Pros and Cons of Keeping Your Code in Monorepo
8 min read
Monorepo is an approach to organizing code of many projects inside one repository. It can go as far as keeping all the code maintained by a company inside a centralized repository. Many big companies are using the monorepo strategy: Google, Meta, Microsoft, etc.
I will do my best to show you the pros and cons of monorepos, but I have a confession to make: I like monorepos. A few years ago I was creating a separate repository for each application, but at last I got tired of the overhead being generated. Currently, I’m in the process of migrating all those projects into one big repository.
What is monorepo
A monorepo is a single repository that hosts multiple projects. It’s different from multi-repos (or poly-repos), where each project has its own repository. It’s different from the monolithic application because it contains different applications.

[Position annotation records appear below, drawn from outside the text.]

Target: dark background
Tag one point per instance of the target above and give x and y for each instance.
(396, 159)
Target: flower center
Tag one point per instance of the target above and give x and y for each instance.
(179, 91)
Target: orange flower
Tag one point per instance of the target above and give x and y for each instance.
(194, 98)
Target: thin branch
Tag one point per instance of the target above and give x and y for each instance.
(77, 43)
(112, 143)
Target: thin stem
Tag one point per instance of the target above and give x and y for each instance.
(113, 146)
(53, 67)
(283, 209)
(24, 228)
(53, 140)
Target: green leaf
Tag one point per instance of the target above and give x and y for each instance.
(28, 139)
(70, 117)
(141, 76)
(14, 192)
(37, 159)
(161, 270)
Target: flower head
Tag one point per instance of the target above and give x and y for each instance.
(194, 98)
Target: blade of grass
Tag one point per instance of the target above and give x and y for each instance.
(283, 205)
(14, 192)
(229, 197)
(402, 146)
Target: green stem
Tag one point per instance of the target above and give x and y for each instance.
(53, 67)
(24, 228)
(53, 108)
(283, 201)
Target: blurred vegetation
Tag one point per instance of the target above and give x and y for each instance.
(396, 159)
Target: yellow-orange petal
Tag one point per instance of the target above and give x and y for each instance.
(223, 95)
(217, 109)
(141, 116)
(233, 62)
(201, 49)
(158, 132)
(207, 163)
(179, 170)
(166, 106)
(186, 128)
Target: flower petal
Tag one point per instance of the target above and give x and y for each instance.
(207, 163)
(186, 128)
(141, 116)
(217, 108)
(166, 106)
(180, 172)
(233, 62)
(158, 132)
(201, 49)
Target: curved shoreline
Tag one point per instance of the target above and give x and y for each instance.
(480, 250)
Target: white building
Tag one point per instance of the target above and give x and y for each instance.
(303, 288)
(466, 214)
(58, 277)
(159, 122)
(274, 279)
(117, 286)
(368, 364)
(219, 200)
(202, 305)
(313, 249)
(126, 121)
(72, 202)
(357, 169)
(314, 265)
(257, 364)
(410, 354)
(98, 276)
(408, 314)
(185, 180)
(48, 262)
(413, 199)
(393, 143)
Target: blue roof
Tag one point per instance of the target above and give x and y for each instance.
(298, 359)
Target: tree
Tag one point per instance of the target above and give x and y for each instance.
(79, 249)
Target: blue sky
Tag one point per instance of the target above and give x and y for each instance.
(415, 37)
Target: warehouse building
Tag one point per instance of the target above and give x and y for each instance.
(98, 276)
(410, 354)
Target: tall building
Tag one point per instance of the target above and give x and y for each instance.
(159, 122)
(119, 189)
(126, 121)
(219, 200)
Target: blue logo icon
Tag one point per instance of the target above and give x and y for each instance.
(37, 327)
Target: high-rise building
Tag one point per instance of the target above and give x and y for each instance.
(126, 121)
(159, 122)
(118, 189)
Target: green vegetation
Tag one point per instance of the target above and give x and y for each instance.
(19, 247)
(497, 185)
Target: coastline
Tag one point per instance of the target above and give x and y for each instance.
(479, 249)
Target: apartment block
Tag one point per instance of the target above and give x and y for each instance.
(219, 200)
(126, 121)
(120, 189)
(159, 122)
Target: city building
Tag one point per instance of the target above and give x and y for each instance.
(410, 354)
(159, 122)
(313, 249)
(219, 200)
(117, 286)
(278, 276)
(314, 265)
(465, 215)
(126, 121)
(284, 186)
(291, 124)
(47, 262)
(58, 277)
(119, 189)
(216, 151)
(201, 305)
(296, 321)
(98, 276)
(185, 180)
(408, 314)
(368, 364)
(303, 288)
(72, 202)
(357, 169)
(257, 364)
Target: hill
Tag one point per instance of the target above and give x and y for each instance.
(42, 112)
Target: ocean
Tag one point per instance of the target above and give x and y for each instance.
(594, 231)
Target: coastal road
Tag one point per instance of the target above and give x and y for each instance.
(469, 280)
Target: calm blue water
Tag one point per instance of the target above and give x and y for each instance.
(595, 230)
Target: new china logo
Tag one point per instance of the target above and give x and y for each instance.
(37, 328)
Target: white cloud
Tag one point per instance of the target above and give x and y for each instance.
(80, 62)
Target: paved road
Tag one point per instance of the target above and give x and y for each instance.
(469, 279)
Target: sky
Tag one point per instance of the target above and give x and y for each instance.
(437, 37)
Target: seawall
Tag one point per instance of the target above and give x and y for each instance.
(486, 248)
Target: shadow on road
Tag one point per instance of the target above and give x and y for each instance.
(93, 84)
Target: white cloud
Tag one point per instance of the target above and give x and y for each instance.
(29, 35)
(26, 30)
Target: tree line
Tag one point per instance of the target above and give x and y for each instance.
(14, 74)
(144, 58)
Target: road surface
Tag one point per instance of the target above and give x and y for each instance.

So, a simple example would be a monorepo that contains:
- the frontend code of an application,
- the backend code of the same application,
- the source code that generates the static website of the company, and
- some other projects maintained by the company.
All that is contained in a monorepo, no matter which programming languages are used where: so you could have JS on the frontend, Python on the backend, and PHP for the website.
Advantages of having separate projects
No matter how we organize our repositories, well-defined projects help with development and maintenance. For one thing, backend and frontend development are often done by separate teams in different technologies. The client/server split makes for a clear boundary between those parts, and with a bit of documentation, you can have a clearly defined relationship between them.
The same approach can be used for development that is done on the same end. By having multiple projects, you can use one technology stack for one application and use another one for another application. Separate projects provide more flexibility for your team. This gets more important as the team gets bigger and the solution you build becomes more complex.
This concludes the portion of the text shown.